Multiple molecular mechanisms of 1α,25(oh) 2-vitamin D 3 rapid modulation of three ion channel activities in osteoblasts

Abstract

Rapid nongenomic responses to steroids include modulation of ion channel activities on the cell membrane of target cells, but little is known about the molecular mechanisms involved. In this paper we investigate the mechanisms underlying the combined action of the secosteroid hormone 1α,25-dihydroxyvitamin D 3 [1α,25(OH) 2D 3] on three different ion channel types in rat osteoblasts, which include a voltage-gated L-type Ca 2+ channel, a mechanosensitive Cl − channel, and a stretch-activated cation (SA-Cat) channel.

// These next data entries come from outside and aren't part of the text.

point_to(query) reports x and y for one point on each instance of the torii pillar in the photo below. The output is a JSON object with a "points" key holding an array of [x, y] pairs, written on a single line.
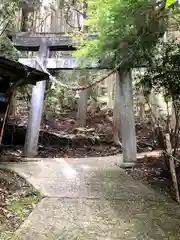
{"points": [[37, 103], [127, 122]]}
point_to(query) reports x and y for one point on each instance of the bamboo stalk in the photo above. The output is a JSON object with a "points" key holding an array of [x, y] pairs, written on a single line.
{"points": [[172, 167]]}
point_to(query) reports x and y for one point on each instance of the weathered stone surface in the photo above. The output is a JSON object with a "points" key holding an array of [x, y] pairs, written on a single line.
{"points": [[84, 219], [94, 199], [83, 178]]}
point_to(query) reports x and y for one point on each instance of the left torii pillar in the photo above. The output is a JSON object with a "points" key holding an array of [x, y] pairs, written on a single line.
{"points": [[37, 103]]}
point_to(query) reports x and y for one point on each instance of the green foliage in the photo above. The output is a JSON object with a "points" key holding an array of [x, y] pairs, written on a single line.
{"points": [[164, 70], [8, 9], [7, 50], [126, 29]]}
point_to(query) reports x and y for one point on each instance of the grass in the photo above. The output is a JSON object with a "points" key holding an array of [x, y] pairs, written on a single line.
{"points": [[17, 200]]}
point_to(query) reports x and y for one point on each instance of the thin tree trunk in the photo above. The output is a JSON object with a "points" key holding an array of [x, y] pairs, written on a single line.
{"points": [[116, 114], [37, 103], [172, 167], [127, 123], [82, 105]]}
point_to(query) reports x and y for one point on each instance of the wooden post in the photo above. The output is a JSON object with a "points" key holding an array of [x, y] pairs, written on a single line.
{"points": [[82, 104], [37, 102], [127, 123], [172, 167]]}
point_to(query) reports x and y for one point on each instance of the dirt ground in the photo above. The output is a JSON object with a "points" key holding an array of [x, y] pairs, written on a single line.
{"points": [[17, 199], [58, 139]]}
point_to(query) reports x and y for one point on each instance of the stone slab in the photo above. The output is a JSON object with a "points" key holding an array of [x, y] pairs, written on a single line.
{"points": [[82, 219], [83, 178]]}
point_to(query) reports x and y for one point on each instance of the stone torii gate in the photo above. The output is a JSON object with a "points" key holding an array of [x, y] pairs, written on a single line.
{"points": [[43, 44]]}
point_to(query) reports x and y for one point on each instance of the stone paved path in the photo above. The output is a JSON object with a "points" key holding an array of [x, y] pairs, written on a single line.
{"points": [[94, 199]]}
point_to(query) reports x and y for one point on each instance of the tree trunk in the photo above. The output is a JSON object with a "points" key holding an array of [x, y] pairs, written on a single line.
{"points": [[110, 86], [116, 114], [127, 123], [37, 102], [13, 105], [82, 105]]}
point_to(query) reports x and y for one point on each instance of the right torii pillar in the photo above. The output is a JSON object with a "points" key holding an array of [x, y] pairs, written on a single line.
{"points": [[127, 122]]}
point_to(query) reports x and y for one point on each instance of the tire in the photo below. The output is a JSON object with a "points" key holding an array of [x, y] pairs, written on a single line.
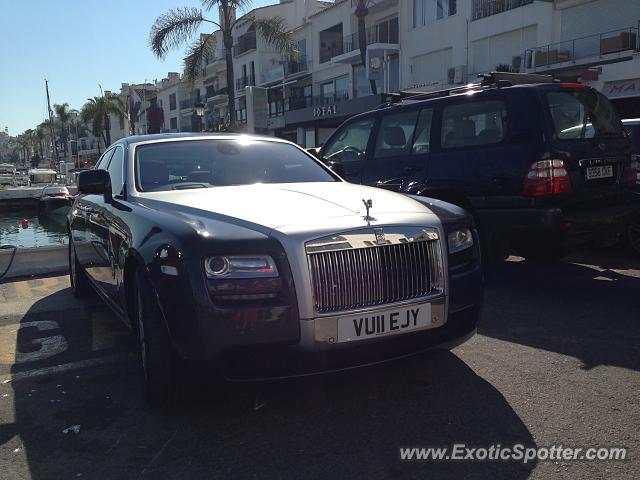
{"points": [[157, 355], [80, 285], [633, 235]]}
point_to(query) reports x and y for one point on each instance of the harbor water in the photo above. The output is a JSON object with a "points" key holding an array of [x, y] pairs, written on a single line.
{"points": [[40, 231]]}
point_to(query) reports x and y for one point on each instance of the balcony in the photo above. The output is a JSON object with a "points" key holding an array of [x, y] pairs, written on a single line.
{"points": [[246, 81], [486, 8], [385, 32], [292, 67], [246, 43], [594, 49]]}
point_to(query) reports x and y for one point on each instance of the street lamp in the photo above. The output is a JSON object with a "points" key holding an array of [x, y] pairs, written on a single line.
{"points": [[200, 113]]}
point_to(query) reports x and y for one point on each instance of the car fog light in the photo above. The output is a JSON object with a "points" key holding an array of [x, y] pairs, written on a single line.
{"points": [[460, 240]]}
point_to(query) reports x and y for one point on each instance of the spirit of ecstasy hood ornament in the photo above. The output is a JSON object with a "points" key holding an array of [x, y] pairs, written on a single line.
{"points": [[368, 204]]}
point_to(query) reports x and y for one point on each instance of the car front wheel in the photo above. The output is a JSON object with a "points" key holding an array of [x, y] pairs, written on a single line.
{"points": [[77, 277], [158, 358]]}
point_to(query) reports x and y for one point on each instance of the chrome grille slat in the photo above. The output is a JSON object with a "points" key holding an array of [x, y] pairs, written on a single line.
{"points": [[369, 276]]}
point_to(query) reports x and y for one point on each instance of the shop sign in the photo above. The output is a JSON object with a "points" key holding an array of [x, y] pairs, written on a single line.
{"points": [[325, 111]]}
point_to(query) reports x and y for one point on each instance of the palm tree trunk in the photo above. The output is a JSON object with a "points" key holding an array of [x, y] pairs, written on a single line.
{"points": [[107, 130], [231, 97], [362, 42]]}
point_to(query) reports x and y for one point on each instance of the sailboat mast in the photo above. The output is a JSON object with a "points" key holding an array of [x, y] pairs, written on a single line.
{"points": [[53, 137]]}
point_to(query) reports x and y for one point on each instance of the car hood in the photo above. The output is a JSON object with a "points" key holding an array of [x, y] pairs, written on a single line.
{"points": [[275, 206]]}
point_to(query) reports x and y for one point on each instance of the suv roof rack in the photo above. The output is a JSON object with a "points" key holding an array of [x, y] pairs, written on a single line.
{"points": [[488, 81]]}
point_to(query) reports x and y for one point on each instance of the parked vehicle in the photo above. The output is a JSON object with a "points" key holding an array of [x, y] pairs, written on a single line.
{"points": [[541, 165], [250, 253], [55, 200]]}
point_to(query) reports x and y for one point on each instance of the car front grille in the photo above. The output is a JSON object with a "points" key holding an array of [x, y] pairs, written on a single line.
{"points": [[353, 278]]}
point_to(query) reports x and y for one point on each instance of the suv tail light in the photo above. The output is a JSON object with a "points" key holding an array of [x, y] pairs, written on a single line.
{"points": [[547, 177], [633, 172]]}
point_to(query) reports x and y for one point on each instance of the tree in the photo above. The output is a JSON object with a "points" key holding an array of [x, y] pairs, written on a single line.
{"points": [[63, 114], [176, 27], [362, 10], [97, 110]]}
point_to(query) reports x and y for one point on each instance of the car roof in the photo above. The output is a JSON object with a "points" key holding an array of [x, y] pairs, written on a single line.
{"points": [[135, 139]]}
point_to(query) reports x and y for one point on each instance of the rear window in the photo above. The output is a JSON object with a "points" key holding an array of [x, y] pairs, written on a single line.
{"points": [[179, 165], [579, 114]]}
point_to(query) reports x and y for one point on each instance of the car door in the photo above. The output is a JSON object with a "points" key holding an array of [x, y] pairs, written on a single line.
{"points": [[402, 145], [346, 151], [81, 233], [103, 268]]}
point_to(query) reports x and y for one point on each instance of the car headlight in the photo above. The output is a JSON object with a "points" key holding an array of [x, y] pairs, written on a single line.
{"points": [[460, 240], [240, 266]]}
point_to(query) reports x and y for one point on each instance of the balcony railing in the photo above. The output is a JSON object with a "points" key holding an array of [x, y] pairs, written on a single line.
{"points": [[296, 66], [385, 32], [212, 91], [592, 46], [188, 103], [245, 43], [486, 8], [245, 81]]}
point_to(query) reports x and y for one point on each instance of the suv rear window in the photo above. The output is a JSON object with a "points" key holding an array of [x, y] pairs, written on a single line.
{"points": [[581, 114]]}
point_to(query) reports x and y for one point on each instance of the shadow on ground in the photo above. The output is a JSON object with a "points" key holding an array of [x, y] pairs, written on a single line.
{"points": [[580, 307], [343, 425]]}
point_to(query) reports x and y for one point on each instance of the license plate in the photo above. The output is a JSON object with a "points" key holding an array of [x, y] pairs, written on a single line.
{"points": [[604, 171], [384, 322]]}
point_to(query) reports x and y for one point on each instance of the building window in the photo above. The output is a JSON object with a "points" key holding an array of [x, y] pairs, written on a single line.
{"points": [[426, 12]]}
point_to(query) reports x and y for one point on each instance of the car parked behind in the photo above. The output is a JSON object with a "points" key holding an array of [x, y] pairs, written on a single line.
{"points": [[543, 166]]}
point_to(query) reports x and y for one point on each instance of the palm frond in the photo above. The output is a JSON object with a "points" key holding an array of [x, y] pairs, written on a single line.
{"points": [[193, 62], [173, 29], [276, 32]]}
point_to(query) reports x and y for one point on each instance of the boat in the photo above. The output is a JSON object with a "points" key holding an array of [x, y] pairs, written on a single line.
{"points": [[55, 200]]}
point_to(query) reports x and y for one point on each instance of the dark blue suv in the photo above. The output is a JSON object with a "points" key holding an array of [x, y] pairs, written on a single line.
{"points": [[542, 165]]}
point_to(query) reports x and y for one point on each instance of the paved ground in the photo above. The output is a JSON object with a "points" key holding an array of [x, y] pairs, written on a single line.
{"points": [[557, 361]]}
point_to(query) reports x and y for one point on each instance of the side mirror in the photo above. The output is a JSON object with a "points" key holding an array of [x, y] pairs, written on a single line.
{"points": [[337, 168], [94, 182]]}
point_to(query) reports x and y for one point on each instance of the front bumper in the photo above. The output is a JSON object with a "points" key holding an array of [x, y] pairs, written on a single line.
{"points": [[269, 362], [554, 227]]}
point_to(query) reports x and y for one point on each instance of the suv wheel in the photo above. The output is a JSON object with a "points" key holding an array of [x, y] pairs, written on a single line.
{"points": [[158, 358]]}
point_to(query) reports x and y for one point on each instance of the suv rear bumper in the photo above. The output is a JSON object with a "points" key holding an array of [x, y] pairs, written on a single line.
{"points": [[553, 227]]}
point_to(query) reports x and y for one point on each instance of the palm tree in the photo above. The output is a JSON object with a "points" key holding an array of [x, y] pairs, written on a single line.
{"points": [[97, 110], [362, 10], [63, 113], [178, 25]]}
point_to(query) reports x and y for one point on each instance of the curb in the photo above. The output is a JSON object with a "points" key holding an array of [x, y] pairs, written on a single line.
{"points": [[30, 262]]}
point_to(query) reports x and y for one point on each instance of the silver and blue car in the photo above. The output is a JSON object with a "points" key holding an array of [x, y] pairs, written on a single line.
{"points": [[251, 255]]}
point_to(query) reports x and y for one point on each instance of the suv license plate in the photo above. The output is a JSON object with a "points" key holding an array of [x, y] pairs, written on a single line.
{"points": [[604, 171]]}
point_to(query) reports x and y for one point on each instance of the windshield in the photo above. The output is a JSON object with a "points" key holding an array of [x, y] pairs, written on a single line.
{"points": [[208, 163], [579, 114]]}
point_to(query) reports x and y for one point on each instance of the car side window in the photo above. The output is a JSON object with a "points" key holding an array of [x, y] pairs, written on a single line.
{"points": [[396, 133], [350, 144], [474, 123], [103, 161], [116, 171], [423, 132]]}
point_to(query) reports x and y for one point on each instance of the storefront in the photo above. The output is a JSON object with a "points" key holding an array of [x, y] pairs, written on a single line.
{"points": [[313, 125]]}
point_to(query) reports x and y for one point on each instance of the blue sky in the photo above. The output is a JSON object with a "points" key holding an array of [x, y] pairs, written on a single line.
{"points": [[76, 45]]}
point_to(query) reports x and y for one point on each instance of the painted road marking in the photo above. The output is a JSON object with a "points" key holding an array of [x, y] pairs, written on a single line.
{"points": [[64, 367], [49, 346], [104, 335]]}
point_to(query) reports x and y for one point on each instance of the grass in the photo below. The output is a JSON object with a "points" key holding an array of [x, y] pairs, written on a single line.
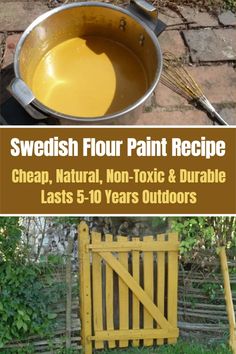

We found that physiological nanomolar concentrations of 1α,25(OH) 2D 3 rapidly modify the overall electrical activity of the membrane in ROS 17/2.8 cells. 1α,25(OH) 2D 3 increases the osteoblast L-type Ca 2+ channel activity at low depolarizing voltages in a fashion similar to the 1,4-dihydropyridine (DHP) agonist Bay K8644. At highly depolarizing potentials 1α,25(OH) 2D 3 potentiates volume-sensitive Cl − currents through mechanisms that may involve a putative membrane receptor. We show for the first time that 1α,25(OH) 2D 3 also increases inward currents through SA-Cat channels at positive membrane voltages in a dose-dependent manner. Contrary to our expectations, the stereoisomer 1β,25(OH) 2D 3, which suppresses 1α,25(OH) 2D 3 activation of osteoblast Cl − currents, mimicked 1α,25(OH) 2D 3 agonist effects on Ca 2+ and SA-Cat channel activities. Cyclic AMP is involved in 1α,25(OH) 2D 3 effects on both Ca 2+ and SA-Cat channels, but not in Cl − channels. We conclude that 1α,25(OH) 2D 3 rapid effects on ion channel activities in ROS 17/2.8 cells occur through multiple mechanisms that, on the one hand, involve a possible direct interaction with the L-type Ca 2+ channel molecule and, on the other hand, molecular pathways that may include a putative membrane receptor.